SUPERB CRITIQUE OF OBAMA'S FOREIGN POLICY – AT 9:14 A.M. ET: The great Ed Lasky of American Thinker alerts us to one of the best critiques recently written on Obama's faltering foreign policy. It's by Eliot Cohen of Johns Hopkins, published in The Wall Street Journal:
If the first year of President Barack Obama's foreign policy were a law firm in Charles Dickens's London, it would have a name like Bumble, Stumble and Skid.
This won't be posted on the White House bulletin board.
It began with apologies to the Muslim world that went nowhere, a doomed attempt to beat Israel into line, utopian pleas to abolish nuclear weapons, unreciprocated concessions to Russia, and a curt note to the British to take back the bust of Winston Churchill that had graced the Oval Office. It continued with principled offers of serious negotiation to an Iranian regime too busy torturing, raping and killing demonstrators, and building new underground nuclear facilities, to take them up. Subsequently Beijing smothered domestic coverage of a presidential visit but did give the world the spectacle of the American commander in chief getting a talking-to about fiscal responsibility from a Communist chieftain.
Even a good decision was botched:
The decision to reinforce our military in Afghanistan came after an excruciating dither that undermined the confidence of our allies.
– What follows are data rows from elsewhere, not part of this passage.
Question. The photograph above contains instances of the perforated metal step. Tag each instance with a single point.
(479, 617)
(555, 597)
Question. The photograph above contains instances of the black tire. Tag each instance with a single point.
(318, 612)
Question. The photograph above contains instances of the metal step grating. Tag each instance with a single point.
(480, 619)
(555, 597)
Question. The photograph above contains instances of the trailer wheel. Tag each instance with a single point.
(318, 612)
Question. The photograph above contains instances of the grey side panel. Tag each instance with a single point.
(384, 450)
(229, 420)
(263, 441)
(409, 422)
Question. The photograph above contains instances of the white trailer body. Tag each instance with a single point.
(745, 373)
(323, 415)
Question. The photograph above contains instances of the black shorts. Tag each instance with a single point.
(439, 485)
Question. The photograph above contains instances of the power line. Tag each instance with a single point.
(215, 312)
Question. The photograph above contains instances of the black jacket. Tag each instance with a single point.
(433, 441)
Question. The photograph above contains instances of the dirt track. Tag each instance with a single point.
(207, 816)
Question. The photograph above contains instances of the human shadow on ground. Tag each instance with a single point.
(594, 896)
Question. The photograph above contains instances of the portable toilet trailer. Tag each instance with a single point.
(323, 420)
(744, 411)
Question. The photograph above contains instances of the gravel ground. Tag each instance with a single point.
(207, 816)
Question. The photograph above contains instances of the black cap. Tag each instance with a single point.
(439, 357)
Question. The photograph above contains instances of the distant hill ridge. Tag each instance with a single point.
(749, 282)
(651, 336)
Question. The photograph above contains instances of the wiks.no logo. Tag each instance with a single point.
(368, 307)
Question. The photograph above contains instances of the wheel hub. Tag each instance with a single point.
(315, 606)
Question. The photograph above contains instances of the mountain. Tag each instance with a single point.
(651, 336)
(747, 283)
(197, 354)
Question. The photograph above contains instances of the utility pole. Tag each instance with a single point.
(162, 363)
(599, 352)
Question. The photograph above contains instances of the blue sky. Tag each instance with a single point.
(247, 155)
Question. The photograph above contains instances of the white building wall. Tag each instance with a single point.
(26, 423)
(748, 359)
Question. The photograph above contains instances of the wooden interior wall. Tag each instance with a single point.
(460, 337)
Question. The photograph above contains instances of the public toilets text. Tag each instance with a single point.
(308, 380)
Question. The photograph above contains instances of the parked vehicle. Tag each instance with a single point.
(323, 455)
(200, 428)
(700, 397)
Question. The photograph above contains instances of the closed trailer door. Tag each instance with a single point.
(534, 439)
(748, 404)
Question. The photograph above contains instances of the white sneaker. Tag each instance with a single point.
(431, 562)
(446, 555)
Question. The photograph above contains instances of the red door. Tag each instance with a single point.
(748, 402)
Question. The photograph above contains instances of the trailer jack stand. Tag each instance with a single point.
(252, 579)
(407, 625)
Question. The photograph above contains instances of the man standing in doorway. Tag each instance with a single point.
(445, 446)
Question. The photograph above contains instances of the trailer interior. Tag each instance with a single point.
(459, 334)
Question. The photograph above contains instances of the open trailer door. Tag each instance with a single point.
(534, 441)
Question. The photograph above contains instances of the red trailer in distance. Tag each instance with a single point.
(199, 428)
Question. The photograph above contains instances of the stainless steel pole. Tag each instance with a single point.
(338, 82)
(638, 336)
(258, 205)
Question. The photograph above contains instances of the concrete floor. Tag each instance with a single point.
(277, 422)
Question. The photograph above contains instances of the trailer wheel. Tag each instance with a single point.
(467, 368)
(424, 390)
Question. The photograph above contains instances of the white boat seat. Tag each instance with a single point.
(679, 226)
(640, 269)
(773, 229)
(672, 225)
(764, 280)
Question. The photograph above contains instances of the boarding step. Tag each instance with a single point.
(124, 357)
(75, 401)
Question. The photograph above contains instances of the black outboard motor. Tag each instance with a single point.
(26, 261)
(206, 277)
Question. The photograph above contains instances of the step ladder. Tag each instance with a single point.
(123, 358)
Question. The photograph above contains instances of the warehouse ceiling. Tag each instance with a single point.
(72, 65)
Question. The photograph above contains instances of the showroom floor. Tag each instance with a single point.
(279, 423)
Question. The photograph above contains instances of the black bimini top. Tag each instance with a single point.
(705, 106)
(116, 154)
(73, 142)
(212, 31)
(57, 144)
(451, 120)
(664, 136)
Mr. Obama's loose talk of withdrawal beginning in 18 months then undid much of the good in his decision to send troops.
And...
One hopes that his advisers, and the president himself, recognize the weight of the query reportedly posed last April by the most formidable contemporary leader of a free country, Nicolas Sarkozy: "Est-il faible?" (Is he weak?). If a year from now world leaders think the answer is "yes," the U.S. will be in deep trouble.
And the answer, so far, is "yes."
In at least one way, Mr. Obama resembles his predecessor: He has enormous self-confidence. But where George W. Bush's certainty stemmed from moral conviction, Mr. Obama's arises from a sense of intellectual superiority.
Yeah, and people are starting to notice.
Part of un-Bushism as foreign policy has been a self-inflicted muteness by this most articulate of politicians on the topic of democracy, freedom and human rights. American foreign policy has always been a long and difficult dialogue between realpolitik and our values, our pursuit of our own interests, and our deliberate efforts to spread freedom abroad. Saying that the U.S. will "bear witness" to abuses and brutality around the world is, in effect, to say that we will send flowers to funerals. Mr. Obama needs to say something considerably more serious.
Very well said. The remarkable fact is that George W. Bush was more idealistic, and more in tune with American values, than is Obama, the "idealistic" candidate.
It's a large agenda, but then, Mr. Obama likes to give speeches. And it still leaves plenty—articulating the need for and meaning of American primacy, for example—for 2011.
COMMENT: Very well said, without rancor or insult. Obama apparently believed that a few well chosen words from him could change the world. But the world hasn't bought. Words can have impact, but they have to be special words, like "We hold these truths to be self evident..." This president hasn't come close to that magic.